Built the first model and submitted the prediction as my first entry, to see where I would be with simple modeling.
Ranked #2960/4281. I still have 14 days to improve.
Day 17 of #30DaysOfKaggle:
Performed feature engineering to improve accuracy and performance.
Failed.
Found the error, finally.
Looked again at this work from afar, aware that I have to do this more systematically. Next, I will plan ahead before jumping into writing code.
Day 18 of #30DaysOfKaggle:
While trying to correct the error I found before, I found out that my data cleaning has a significant mistake that must be corrected. So, more rework. It's still a progress, though. It makes me know the data better, also improves data quality.
Day 19 of #30DaysOfKaggle:
Data cleaning rework done.
Experiment: included only 11 features (out of 77) which I deemed very important based on EDA.
Result: commit time improved from 293s to 42s, but the score worsen from 0.156 to 0.185.
Current rank: #3065/4455.
Day 20 of #30DaysOfKaggle:
Reworked imputation step, ensured each feature treated appropriately.
Dropped only 3 features.
Result: score 0.157, only a bit worse than my best (0.156), but much better performance (from 293s to 53s).
Current rank: #3046/4418.
Day 21 of #30DaysOfKaggle:
Read the original paper on the dataset. I should have read this before. It gave more perspective, also made me more appreciative on how people contribute to learning community by sharing their data sets.
@kaggle
Day 22 of #30DaysOfKaggle:
Added Feature Engineering steps.
Log transformed skewed features to improve normality.
Thanks to @apapiu for the guidance.
Result: RMSE score improved from 0.156 to 0.126.
Rank: advanced 1486 places to #1559/4400!!
Day 23 of #30DaysOfKaggle:
Improve Feature Engineering.
Play around with different regression models.
Result: score slightly improved to 0.123
Rank: advanced to #1375/4391.
It could be better. I should learn about Linear Regression again.
Day 24 of #30DaysOfKaggle:
Relearned Linear Regression and explored the @scikit_learn documentation.
Found and watch awesome Youtube videos on that topic (and others) by @joshuastarmer. The concepts become easy to grasp.
Check out this link:
statquest.org
Day 25 of #30DaysOfKaggle:
Learned about Gradient Boosting, again started from @joshuastarmer's video.
Visited my notebook again, played with Ridge and Lasso parameters.
Resubmitted, failed to get better accuracy.
Tried XGBoost, also failed.
Call it a day.
Day 26 of #30DaysOfKaggle:
Learned about ensemble method and used it.

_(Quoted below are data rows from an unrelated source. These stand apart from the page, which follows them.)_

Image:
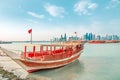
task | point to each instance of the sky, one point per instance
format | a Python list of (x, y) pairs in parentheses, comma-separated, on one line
[(51, 18)]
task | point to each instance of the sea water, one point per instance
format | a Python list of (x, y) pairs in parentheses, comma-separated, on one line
[(97, 62)]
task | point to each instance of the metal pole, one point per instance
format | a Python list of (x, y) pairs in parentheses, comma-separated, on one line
[(31, 38)]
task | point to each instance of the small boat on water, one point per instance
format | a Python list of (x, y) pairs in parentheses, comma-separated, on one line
[(45, 56), (96, 41), (112, 41), (49, 55)]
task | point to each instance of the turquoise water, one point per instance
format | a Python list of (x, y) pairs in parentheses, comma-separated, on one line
[(97, 62)]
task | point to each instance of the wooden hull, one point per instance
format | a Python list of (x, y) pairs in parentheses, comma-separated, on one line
[(96, 42), (32, 66)]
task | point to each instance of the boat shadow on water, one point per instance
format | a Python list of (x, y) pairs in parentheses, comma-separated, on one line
[(72, 71)]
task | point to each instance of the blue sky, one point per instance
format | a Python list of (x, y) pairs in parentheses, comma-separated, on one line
[(51, 18)]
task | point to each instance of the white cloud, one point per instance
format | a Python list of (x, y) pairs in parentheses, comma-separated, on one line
[(84, 6), (36, 15), (54, 10), (113, 4)]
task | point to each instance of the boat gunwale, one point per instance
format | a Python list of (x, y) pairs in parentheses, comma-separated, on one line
[(52, 61)]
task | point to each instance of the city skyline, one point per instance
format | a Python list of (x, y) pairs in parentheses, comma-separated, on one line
[(49, 18)]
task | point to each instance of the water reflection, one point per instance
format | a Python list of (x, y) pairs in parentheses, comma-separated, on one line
[(69, 72)]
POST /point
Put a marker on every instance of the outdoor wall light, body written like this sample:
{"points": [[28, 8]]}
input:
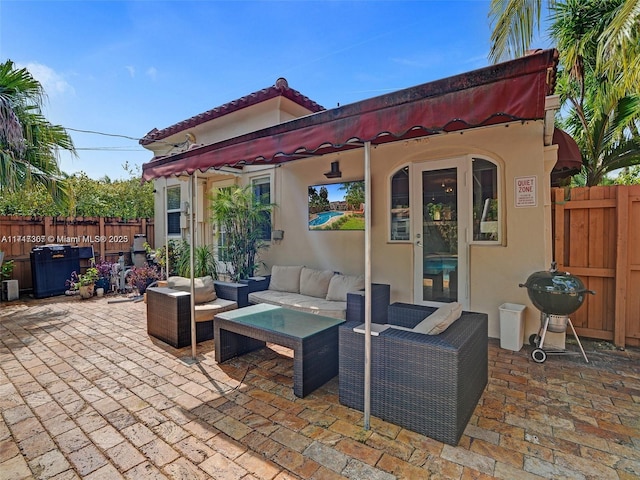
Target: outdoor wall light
{"points": [[335, 170]]}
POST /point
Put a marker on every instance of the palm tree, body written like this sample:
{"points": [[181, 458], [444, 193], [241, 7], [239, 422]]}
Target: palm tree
{"points": [[515, 22], [601, 117], [600, 108], [28, 141]]}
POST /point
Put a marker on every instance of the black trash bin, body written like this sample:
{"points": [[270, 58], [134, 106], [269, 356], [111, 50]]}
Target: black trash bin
{"points": [[51, 267]]}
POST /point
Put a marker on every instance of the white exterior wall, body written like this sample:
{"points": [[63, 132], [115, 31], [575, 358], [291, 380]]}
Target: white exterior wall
{"points": [[495, 271]]}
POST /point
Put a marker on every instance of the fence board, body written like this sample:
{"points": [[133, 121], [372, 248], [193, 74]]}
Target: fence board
{"points": [[597, 237], [108, 236]]}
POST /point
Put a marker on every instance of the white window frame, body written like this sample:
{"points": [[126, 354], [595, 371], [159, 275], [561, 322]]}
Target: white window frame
{"points": [[390, 212], [261, 179], [499, 227], [173, 211]]}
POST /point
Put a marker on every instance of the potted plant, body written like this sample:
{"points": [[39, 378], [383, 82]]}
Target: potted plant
{"points": [[142, 277], [489, 219], [435, 210], [84, 283], [242, 219], [105, 270]]}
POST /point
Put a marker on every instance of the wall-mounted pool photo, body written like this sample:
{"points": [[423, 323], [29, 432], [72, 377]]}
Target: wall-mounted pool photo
{"points": [[337, 206]]}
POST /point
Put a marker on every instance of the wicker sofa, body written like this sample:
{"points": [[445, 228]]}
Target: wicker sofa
{"points": [[321, 292], [169, 308], [426, 383]]}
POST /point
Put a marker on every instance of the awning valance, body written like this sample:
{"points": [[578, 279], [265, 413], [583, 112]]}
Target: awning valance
{"points": [[511, 91]]}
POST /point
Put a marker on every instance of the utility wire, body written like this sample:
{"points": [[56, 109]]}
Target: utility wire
{"points": [[122, 136]]}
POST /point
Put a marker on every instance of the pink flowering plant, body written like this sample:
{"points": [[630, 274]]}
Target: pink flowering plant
{"points": [[104, 268], [142, 277]]}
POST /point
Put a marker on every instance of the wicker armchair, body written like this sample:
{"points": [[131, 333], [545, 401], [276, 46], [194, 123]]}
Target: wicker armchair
{"points": [[169, 312], [426, 383]]}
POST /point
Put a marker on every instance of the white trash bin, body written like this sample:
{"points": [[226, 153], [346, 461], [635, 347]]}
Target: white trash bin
{"points": [[511, 326]]}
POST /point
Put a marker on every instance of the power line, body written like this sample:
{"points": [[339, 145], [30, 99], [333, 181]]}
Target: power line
{"points": [[122, 136]]}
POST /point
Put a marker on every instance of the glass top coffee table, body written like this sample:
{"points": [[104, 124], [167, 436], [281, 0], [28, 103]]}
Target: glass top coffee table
{"points": [[313, 339]]}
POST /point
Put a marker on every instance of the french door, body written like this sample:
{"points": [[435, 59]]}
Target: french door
{"points": [[440, 197]]}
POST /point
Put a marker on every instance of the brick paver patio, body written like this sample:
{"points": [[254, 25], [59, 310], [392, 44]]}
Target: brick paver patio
{"points": [[85, 393]]}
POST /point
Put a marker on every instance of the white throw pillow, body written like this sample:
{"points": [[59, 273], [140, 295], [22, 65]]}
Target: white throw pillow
{"points": [[204, 288], [340, 285], [315, 283], [285, 278], [440, 320]]}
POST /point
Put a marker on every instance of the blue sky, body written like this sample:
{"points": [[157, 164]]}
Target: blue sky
{"points": [[125, 67]]}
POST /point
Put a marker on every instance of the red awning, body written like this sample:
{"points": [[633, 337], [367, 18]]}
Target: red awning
{"points": [[507, 92], [569, 156]]}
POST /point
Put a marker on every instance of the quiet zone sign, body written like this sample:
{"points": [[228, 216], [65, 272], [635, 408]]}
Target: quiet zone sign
{"points": [[526, 195]]}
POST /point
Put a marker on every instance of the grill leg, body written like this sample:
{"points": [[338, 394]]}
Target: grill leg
{"points": [[578, 340], [543, 332]]}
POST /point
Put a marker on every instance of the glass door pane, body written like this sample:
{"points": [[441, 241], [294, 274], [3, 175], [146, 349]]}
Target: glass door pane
{"points": [[440, 235]]}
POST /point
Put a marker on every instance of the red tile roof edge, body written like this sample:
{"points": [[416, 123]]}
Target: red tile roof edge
{"points": [[280, 88]]}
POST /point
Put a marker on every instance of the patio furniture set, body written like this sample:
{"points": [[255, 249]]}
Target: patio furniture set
{"points": [[428, 383]]}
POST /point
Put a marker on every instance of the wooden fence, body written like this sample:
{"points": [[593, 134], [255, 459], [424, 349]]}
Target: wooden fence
{"points": [[597, 237], [107, 236]]}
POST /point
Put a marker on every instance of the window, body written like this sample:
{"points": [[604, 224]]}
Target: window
{"points": [[486, 201], [400, 205], [262, 191], [173, 210]]}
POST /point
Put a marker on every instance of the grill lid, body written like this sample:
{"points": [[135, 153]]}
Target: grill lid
{"points": [[554, 292]]}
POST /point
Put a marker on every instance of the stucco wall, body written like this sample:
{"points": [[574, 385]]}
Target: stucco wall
{"points": [[494, 270]]}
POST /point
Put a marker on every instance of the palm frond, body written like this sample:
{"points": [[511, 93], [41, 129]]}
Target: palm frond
{"points": [[513, 24]]}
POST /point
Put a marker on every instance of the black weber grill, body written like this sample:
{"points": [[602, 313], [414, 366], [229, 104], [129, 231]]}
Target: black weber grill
{"points": [[557, 295]]}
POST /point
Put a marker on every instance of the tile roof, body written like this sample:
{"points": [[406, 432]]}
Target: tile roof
{"points": [[280, 88]]}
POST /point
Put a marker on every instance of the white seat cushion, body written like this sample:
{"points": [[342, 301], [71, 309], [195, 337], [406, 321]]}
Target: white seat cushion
{"points": [[440, 320], [204, 288], [340, 285], [285, 278], [206, 311], [315, 282]]}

Result: score improved from 0.1233 to 0.1161.
Rank: advanced 733 places to #677/4441! Hooray!
I'll stick to this model for now and will try to optimize it.
Day 27 of #30DaysOfKaggle:
Tweaked parameters and delivered multiple commits, none can improve the score accuracy.
Is it time to clean up the notebook and wrap up this whole exercise?
Day 28 of #30DaysOfKaggle:
Started cleaning the notebook: removing unused codes, reorganizing the flow, adding narratives and comments.
Not completed.
It took longer than I thought. I will continue tomorrow.